Pilot research presented at the international congress of endocrinology in Chicago earlier this month compared 16 young people who took part in the lifestyle intervention programme with a control group who received the usual care. Over the course of 12 weeks, the lifestyle intervention group gained an average of 1.2 kg, compared with 7.3 kg in the control group. Now the programme is undergoing a formal cost effectiveness analysis.
"Our programme was relatively cheap and of course this early investment in health offsets the cost of treating heart disease and diabetes," says Samaras.
Some 60 young people aged 15-25 come through the Bondi model. It now forms part of the National Institute for Health and Care Excellence (Nice) guidelines on the care of young people with serious mental illness.
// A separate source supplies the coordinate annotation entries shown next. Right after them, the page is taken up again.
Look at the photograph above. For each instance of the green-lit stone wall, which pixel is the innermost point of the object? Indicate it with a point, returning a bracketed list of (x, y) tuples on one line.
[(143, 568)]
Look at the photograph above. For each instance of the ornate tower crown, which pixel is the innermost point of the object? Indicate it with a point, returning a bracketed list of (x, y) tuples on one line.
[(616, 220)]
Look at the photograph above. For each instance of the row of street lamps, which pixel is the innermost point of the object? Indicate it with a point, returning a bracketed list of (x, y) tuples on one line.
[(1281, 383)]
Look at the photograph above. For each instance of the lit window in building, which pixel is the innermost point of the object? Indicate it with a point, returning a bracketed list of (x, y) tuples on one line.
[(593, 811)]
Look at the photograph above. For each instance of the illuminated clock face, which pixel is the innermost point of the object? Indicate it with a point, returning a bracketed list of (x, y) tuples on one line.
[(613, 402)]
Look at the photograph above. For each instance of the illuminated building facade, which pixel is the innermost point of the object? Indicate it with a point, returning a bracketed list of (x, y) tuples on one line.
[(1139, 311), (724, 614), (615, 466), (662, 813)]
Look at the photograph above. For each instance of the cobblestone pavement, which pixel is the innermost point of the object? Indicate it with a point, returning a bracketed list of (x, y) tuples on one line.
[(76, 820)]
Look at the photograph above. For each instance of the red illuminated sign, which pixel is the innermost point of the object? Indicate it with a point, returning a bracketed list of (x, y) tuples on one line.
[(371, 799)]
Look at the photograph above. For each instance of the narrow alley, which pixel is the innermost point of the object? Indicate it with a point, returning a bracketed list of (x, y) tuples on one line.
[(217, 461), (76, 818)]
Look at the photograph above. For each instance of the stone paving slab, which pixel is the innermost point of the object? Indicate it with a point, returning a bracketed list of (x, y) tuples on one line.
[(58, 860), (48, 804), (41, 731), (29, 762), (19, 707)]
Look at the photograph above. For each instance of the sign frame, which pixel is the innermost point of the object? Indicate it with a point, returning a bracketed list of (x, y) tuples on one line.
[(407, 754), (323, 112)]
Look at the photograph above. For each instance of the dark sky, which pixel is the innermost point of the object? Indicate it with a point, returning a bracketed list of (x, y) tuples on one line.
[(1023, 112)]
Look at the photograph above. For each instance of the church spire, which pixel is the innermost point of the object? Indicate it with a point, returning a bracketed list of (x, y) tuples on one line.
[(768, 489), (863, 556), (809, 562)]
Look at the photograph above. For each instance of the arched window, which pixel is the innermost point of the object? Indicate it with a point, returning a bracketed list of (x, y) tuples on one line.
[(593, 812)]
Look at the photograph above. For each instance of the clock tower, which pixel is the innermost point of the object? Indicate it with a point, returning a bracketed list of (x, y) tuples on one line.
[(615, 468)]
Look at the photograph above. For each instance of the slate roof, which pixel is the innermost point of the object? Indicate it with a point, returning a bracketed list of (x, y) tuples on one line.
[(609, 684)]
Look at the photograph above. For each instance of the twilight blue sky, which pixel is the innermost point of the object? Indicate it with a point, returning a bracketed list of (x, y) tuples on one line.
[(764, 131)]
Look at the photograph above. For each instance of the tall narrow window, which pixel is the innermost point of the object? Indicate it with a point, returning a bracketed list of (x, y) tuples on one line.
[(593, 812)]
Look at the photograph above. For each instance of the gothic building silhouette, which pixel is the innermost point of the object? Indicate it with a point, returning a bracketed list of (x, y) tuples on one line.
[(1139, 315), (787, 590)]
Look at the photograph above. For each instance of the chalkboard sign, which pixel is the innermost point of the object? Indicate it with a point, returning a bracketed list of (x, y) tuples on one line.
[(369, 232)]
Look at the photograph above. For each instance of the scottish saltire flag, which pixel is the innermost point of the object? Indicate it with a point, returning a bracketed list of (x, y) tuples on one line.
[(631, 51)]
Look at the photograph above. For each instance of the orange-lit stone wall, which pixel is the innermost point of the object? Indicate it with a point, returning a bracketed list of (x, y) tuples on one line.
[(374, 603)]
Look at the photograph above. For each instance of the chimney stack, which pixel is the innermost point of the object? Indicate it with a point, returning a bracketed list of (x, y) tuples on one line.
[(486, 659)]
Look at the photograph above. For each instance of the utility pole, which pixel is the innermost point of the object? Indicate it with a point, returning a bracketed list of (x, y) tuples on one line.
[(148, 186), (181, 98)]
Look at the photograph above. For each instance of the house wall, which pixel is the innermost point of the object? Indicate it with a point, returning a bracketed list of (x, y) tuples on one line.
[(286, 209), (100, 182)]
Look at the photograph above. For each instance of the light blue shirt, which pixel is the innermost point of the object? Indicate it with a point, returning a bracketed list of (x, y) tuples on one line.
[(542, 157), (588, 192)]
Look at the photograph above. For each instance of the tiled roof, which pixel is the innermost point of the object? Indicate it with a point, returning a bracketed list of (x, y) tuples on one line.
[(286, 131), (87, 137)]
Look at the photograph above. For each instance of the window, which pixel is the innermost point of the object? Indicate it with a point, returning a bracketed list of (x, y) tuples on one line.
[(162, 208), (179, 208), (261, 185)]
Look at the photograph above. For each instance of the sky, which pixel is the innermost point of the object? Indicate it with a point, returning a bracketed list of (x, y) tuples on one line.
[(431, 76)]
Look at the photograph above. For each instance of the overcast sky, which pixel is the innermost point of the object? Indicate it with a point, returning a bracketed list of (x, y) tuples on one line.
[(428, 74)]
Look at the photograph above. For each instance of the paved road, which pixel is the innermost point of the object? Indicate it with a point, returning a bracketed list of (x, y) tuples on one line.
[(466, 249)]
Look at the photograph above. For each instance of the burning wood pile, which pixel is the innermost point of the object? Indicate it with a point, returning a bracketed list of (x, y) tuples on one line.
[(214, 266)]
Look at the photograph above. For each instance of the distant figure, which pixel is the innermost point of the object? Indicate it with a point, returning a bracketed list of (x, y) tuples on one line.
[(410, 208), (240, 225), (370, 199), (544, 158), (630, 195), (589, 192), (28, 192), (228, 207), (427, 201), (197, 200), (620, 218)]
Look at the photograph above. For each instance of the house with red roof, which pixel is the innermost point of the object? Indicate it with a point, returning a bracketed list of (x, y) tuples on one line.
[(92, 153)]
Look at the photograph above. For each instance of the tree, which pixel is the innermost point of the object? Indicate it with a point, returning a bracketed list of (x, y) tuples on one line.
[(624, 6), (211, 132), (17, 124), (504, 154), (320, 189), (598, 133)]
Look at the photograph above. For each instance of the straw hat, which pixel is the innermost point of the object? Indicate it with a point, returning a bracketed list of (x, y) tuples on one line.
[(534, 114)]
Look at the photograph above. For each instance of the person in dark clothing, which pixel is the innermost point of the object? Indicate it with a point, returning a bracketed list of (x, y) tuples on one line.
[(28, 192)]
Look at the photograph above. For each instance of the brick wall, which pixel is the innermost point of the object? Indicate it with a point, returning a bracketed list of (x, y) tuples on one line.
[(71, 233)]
And it is being piloted by the NHS in Worcester under the guise of Shape – the Supporting Health and Promoting Exercise – programme for young people with psychosis with a view to it being rolled out across the NHS.
The Bondi model dovetails with the introduction from April this year of physical health "MOTs" for seriously ill inpatients in every NHS mental health trust in England.
Dr Geraldine Strathdee, NHS England's national director for mental health, describes the MOTs as the world's largest ever initiative to improve the physical health of people with mental illness and a "clinical quality game changer".
As part of the MOTs, trusts will be paid to ask patients about smoking status and diet, and monitor weight, blood pressure, glucose and cholesterol levels.
Mental health nurses, psychiatrists, health care assistants and psychologists will carry out the MOTs. This marks a sea change in the way psychiatric patients are treated. It is hoped this will prevent them from falling through the gaps in services historically divided under physical or mental health banners.
Back in Bondi Julio De Le Torre was 21 when he was diagnosed with bipolar disorder in 2012. He says the Keeping the Body In Mind programme helped him shed some 20kg he gained as a result of medications, enabling him to finish his degree and pursue a career in engineering. He is back on the surf and says: "I feel like a normal person now".